Five supplements everyone will be taking next year:
1. Immune Supplements
Throughout the COVID-19 pandemic, immune supplements sales drastically increased. Immune supplement sales are going to be a popular supplement choice. There is no evidence that any immune supplements can prevent or treat COVID-19. But people still may associate taking an immune supplement with lowering risk for COVID-19 and other illnesses.
Immune supplements can encompass an array of vitamins, minerals and herbs. Here are some commonly included “immune” supplement ingredients. And we break down the current research on how or if they help immune health.

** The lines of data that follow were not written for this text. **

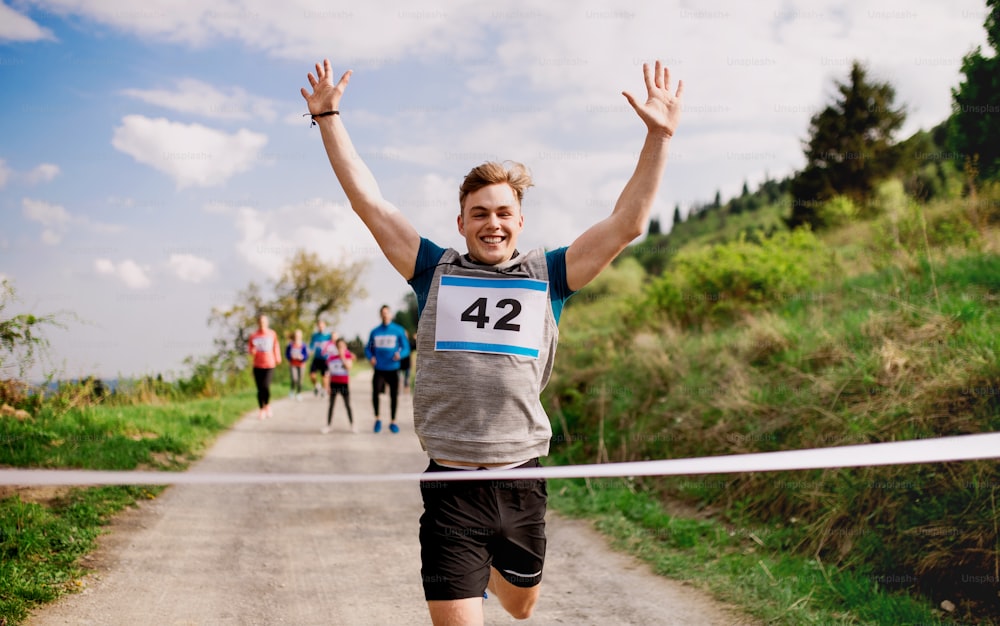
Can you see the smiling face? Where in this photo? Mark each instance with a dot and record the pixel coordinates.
(491, 221)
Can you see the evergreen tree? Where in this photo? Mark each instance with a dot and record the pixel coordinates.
(974, 127)
(654, 227)
(850, 146)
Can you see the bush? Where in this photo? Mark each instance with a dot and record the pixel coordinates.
(720, 281)
(838, 211)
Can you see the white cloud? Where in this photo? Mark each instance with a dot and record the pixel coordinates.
(128, 271)
(17, 27)
(45, 213)
(192, 154)
(191, 268)
(331, 230)
(200, 98)
(56, 220)
(42, 173)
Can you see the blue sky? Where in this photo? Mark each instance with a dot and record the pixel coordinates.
(154, 161)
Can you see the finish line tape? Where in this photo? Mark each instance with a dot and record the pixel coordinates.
(943, 449)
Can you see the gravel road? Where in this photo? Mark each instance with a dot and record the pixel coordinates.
(331, 554)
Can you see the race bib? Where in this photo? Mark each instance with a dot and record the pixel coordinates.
(336, 368)
(492, 315)
(263, 344)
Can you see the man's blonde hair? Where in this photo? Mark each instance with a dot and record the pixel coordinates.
(492, 173)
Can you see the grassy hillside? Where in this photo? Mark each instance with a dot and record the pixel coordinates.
(882, 329)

Immune supplements everyone will be taking next year
Vitamin D has long been associated with bone health. But the past few years research has shown vitamin D has many other roles in the body including immune health. Some studies have shown up to approximately 40% of the US population may be vitamin D deficient. That reason alone has made it a hugely popular supplement.
Interestingly, lacking vitamin D has been associated with increased risk for respiratory infections. Therefore, vitamin D is considered by many as an “immune supplement” and important for preventing various illnesses. There are lots of benefits from vitamin D (which we get a lot of from the sun.) However, researchers caution taking a vitamin D supplement as a COVID 19 preventative. Despite what you may have seen on social media, it is not proven to prevent COVID-19. But all these factors is why vitamin d will be one of the supplements everyone will be taking next year.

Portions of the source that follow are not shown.